Depression, anxiety sickly victim of panic attacks? And if you were to blame your parents for letting you inherit these problems? According to a recent study, children whose parents suffer from depression are more likely to develop the same type of problems in childhood.
Such transmission has been the subject of many studies, but this "inheritance", if confirmed, would better treat adults and especially to identify children at risk.
Mental illnesses are they hereditary?
In may 2000 the outcome of the department of psychiatry at Columbia University wrote down the cases of depression among adolescents and younger children were more frequent when the parents were themselves depressed. But only the occurrence of these disorders, from a very young age, seemed associated with the recurrence or continuation of disease in adulthood.
But all, or only certain psychological conditions, are they transmitted? This question has motivated the work of many psychiatrists. Since 1991 the team of Joseph Biederman speculated that panic attacks and agoraphobia (fear of empty spaces and expanded or otherwise of the crowd) found themselves more easily in the same family as the onset of depression.
Deepening their work, their latest study published in The American Journal of Psychiatry has focused on modes of transmission of these diseases.
A legacy
How to determine predisposition to certain mental illnesses? Inherits does one of the depressive character of his parents? To help answer these questions, the 380 children participating in this study were divided into four groups:
- Those whose parents suffer from depression and panic attacks;
- Those whose parents suffer only from panic attacks;
- Those whose parents suffer from depression only;
- Those whose parents suffer from any of these disorders.

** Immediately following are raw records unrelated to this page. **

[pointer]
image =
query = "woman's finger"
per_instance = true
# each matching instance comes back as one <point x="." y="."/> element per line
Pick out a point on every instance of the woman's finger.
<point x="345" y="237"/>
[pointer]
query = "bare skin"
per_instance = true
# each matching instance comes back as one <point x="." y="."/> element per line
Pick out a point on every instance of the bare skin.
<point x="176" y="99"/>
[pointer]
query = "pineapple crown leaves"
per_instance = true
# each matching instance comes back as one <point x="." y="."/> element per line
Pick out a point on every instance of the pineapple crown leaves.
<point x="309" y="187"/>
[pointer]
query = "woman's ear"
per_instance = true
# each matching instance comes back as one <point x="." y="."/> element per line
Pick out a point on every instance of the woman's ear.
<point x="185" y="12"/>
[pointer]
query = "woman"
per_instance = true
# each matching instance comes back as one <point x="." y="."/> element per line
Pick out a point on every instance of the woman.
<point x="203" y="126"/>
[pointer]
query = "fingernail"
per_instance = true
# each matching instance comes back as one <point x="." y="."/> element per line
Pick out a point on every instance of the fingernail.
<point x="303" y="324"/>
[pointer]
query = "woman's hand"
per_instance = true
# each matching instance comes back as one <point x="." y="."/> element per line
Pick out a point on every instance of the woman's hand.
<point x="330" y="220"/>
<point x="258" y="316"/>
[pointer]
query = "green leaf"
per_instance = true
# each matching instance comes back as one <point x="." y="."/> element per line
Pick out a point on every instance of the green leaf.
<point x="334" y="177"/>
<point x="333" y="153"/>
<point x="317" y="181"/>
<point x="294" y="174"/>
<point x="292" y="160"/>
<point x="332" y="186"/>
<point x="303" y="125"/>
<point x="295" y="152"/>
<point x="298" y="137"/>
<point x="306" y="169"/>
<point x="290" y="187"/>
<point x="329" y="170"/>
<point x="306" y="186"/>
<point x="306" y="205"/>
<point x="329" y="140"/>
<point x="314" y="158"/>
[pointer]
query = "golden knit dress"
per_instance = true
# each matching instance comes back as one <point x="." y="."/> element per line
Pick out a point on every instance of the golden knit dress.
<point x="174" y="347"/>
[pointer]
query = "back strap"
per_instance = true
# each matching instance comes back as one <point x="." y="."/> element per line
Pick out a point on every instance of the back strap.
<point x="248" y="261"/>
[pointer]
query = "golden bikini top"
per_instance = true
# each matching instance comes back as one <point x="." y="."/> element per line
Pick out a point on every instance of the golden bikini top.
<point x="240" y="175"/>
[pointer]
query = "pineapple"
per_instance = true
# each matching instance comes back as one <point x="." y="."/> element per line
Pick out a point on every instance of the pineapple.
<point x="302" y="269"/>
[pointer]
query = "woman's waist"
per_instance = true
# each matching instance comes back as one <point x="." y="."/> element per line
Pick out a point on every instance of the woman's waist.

In comparing these samples, the psychiatrists at Massachusetts General Hospital have found slight differences:
- The panic attacks and agoraphobia trends of parents are correlated with the same type of problems in children.
- Major depression seem to involve parents in their offspring at high risk of social phobia, major disturbances of behavior and sociability and the development of depression. These children were nine times more likely to be faced with major depression than those whose parents have no trouble.
- If parents combine depression and panic attacks, children are more likely to develop anxiety attacks of various types.
These discoveries provide additional funds to the hypothesis that the predisposition to anxiety affects several members of one family. However, further studies on larger samples are needed to confirm these trends and identify factors that may cause the maintenance of these disorders in adulthood. According to the authors, this information will be useful to identify early children at risk for the best deal.
But we must keep in mind that a single factor is insufficient to trigger depression. If the inheritance of this disorder seems to be confirmed today, do not neglect to take into account environmental factors.